Fue el Gobierno del Presidente Menem quién resolvió el proceso de adaptación.

En cada uno de los grandes períodos señalados, la historia política de nuestro País discurrió sin ignorar los aportes ideológicos de las generaciones pasadas y de las tradiciones políticas.
La argentina de l8l0 a l86l, en lo esencial se miraba en las corrientes ideológicas del período anterior, pero actualizada a las nuevas necesidades. Lo mismo puede decirse para el período l86l-l930, estos cortes de ninguna manera fueron abismos insondables.

Los políticos que acompañaron a Urquiza en su firme lucha contra los porteños, una vez vencidos, debieron adecuarse a las nuevas realidades que rápidamente interpretó Roca. Y en consecuencia lo rodearon, conservando sus recuerdos y también sus tradiciones, pero seguramente estableciendo otro tipo de alianzas sociales.

Lo mismo podría decirse del período abierto a partir de l976, vencido el peronismo por el cruento golpe de Estado, el País ingresaba a un nuevo orden mundial y a un proceso de acumulación distinto.

El Peronismo no podía volver a ser el mismo, la historia no había pasado en vano, lo que la Argentina necesitaba para el período l930-76 de ninguna manera lo reclamaba para las nuevas realidades, pero sus actores eran los mismos.
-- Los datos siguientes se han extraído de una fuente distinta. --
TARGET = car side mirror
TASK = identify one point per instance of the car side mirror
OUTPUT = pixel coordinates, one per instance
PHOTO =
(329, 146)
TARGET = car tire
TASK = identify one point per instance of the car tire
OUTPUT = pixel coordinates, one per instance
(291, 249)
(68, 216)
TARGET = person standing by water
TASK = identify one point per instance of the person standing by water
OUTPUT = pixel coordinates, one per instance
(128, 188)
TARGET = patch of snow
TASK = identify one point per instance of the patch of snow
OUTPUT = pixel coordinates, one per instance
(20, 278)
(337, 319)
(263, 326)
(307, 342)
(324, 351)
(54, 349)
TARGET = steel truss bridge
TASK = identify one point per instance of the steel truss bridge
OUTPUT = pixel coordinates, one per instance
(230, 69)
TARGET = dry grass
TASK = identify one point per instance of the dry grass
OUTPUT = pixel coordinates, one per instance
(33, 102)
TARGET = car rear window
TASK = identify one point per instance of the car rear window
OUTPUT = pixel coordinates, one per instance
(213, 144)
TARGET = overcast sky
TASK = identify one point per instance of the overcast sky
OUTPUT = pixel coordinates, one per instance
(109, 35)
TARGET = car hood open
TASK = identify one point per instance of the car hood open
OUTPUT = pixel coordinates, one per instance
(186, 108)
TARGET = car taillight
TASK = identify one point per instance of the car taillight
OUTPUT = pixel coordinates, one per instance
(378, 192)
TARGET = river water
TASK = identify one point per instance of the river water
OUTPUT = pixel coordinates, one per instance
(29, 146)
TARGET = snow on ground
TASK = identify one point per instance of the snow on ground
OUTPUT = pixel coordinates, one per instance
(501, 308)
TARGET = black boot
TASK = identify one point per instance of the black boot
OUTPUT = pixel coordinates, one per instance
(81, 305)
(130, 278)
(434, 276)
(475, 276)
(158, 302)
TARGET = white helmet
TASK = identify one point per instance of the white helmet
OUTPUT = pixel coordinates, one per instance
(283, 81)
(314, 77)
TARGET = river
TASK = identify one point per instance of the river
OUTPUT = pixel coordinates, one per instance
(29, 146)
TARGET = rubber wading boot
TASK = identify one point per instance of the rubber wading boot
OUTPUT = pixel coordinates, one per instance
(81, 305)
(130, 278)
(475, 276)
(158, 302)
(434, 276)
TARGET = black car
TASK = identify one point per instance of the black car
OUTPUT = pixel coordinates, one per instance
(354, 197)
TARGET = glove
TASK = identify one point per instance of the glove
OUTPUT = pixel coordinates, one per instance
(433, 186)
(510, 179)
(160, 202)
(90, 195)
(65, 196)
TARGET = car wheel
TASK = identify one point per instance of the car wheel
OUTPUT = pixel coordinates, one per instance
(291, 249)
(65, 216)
Educados para administrar otro País, debían hacerlo en este; el estrepitoso fracaso del radicalismo en el poder, ponía al peronismo en el nivel de su mayor responsabilidad histórica. O se adecuaba o desaparecía.
Y de la misma manera que los liberales se vieron en la obligación de administrar un País en épocas de intervencionismo, resolviendo el problema con Pinedo los

"intervencionistas" debieron administrar el País en la ola liberal, con Cavallo".

De ninguna manera creemos que estos últimos años hayan sido un corte con nuestra historia y con nuestros valores.

El país y el peronismo guardan reservas ideológicas en sus entrañas para cuándo las circunstancias lo reclaman.

Creemos firmemente que se hace necesario un nuevo revisionismo histórico que aborde nuestro pasado reciente desde un ángulo que hasta ahora permaneció en penumbras. Un revisionismo heredero de aquel que supo comprender la Argentina anterior, alcanzando el mayor nivel de profundidad con pensadores como Hernández Arregui, Ramos o Jauretche.

Un revisionismo que se proyecte con lo mejor de nuestras tradiciones ideológicas puestas al servicio de la Patria y del Pueblo.